Ridge is a big advocate of collaboration across the business units. He said: “The best path to success here is being able to break through silos and mobilise cross-functional teams.” He said this is because so many skills are needed including engineering support, data gathering and extraction as well as the creation of a usable front end that the business can use to access the models.
"Data science should be very focused and targeted ... instead of trying to boil the ocean."

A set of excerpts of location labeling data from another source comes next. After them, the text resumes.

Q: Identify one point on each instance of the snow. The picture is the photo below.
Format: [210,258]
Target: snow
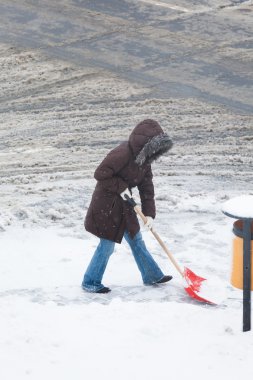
[54,131]
[50,328]
[239,207]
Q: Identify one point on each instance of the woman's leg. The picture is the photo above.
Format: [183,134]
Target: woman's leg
[95,271]
[150,271]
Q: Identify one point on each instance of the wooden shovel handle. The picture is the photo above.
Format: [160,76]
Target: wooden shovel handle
[171,257]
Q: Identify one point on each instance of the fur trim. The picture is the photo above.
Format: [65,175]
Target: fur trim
[154,148]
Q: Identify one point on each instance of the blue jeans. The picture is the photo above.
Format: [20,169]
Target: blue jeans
[150,271]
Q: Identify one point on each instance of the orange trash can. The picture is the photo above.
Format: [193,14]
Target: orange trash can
[237,259]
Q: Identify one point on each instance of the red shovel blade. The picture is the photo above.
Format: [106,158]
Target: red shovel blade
[193,280]
[194,283]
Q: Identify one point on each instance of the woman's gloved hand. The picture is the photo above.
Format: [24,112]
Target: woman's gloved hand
[126,192]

For those companies that recognise they face some of these challenges, Munsie advised that data science should focus on lots of small wins and the business should not bite off more data science than the business can chew, adding: “Data science should be very focused and targeted on solving the things it can solve instead of trying to boil the ocean.”
Ridge also said that, if an organisation wants to "do science", it needs to understand that previous ways of working will be disrupted and so, before embarking on a data science strategy, a business needs to ask itself some serious questions. Is there the flexibility to gather data from loads of different places? Is there the willingness to run trials that might disrupt the business and their customers slightly? Is there readiness for cultural change or to change decision-making processes according to what the model says?
Bala echoed the need for cultural change and gave a tip on how barriers of resistance could be broken down; by working with the business, understanding where the business has come from and then interjecting the data science aspect so that it is complementary.
One hundred percentage deployment of a data scientist’s models is an extremely ambitious goal, according to Munsie and Ridge. Munsie said that in his team, his head of data science belongs to the school of ‘fail fast, fail often.’ As a result, his data scientists are not expecting to have wins all the way along. Ridge concurred by saying that not all projects will be successful because science explores the unknown.
Some more questions may have to be added in the Rexel Analytics Data Science Survey 2018 so that we can find out who are these infallible data scientists who produce perfect models and what their secret is.